I was terrified. I was convinced, while sleeping, that we would land on a rock, puncture our side, and not only lose our boat but all of our savings to salvage it. And of all places, right off the Forbes estate. In the morning, our angle had only slightly improved. Some friendly neighbors with an outboard motored by to ask us if they could help us pull off. We decided to just wait for high tide.

Finally, at noon the next day, we set an anchor a hundred feet out, hoisted our mainsail, and sailed off the clump of mud we had evidently hit. We had to sail, because we still had a snapped alternator belt. We sailed off a little too early, though, hitting the Hole an hour before slack tide and trying to sail straight into the current. With all sail set, we were barely moving. Our only choice was to run the engine in short bursts, waiting until the overheating alarm went off. We finally powered out of the harbor and headed back towards Marion, egg on our faces yet again.

It feels like we keep running into these crazy problems. Maybe this is just par for the course for the crazy thing we’re doing, but I feel like we’re getting into more than our far share of scrapes.

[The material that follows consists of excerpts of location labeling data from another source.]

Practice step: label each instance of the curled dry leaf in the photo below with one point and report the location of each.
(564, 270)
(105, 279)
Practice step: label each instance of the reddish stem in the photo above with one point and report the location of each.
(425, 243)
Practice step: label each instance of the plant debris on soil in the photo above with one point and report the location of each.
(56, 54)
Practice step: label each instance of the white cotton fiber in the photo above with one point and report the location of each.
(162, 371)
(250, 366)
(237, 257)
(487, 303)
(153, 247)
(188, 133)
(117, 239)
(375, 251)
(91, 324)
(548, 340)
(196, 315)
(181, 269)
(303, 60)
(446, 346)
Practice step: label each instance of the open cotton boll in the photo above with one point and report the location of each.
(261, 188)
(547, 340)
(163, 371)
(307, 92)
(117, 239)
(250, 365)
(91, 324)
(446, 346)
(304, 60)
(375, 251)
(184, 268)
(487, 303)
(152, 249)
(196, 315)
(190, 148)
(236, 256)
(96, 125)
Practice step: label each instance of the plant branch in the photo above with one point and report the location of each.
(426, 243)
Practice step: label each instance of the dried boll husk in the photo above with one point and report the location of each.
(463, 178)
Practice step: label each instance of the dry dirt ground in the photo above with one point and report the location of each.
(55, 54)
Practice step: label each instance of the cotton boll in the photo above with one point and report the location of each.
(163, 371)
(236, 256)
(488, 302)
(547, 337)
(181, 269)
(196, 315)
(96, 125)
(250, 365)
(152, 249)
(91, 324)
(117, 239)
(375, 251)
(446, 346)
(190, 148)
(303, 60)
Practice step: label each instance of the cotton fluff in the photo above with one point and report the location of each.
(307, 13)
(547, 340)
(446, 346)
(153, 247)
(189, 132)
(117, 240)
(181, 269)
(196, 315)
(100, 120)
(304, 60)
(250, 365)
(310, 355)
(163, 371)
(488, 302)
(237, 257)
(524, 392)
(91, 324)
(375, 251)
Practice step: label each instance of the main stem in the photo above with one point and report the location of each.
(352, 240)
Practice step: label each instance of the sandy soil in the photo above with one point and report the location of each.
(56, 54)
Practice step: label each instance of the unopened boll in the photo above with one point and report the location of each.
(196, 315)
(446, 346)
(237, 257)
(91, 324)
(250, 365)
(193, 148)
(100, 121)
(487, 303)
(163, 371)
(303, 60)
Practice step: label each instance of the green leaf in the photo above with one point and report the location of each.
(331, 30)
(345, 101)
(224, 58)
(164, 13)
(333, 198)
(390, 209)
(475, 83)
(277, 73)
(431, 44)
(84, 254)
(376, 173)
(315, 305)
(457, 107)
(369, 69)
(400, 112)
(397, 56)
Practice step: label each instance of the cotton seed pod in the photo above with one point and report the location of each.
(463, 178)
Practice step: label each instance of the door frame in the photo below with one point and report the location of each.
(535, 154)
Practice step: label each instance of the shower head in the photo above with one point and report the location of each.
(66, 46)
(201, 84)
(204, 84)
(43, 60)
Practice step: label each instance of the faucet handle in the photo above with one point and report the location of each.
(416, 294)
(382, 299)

Still, though, things progress apace. Everything’s coming together. We bought ourselves brand spanking new anchor rode with forty feet of chain, plus a backup handheld GPS, RAM for our computer. We’ll spend more this month than we probably did the rest of the months put together. I’m just hoping it doesn’t cut too deeply into our cruising fund. We nearly tear each other’s heads off about every three days. There’s just too much stress with all we have to do. We can only hope that the decisions we made when we were saner were the right ones. Things will straighten themselves out when we’re at a perfect deserted anchorage for the third week in a row, with nothing to bother us but love and time. And maybe some fish.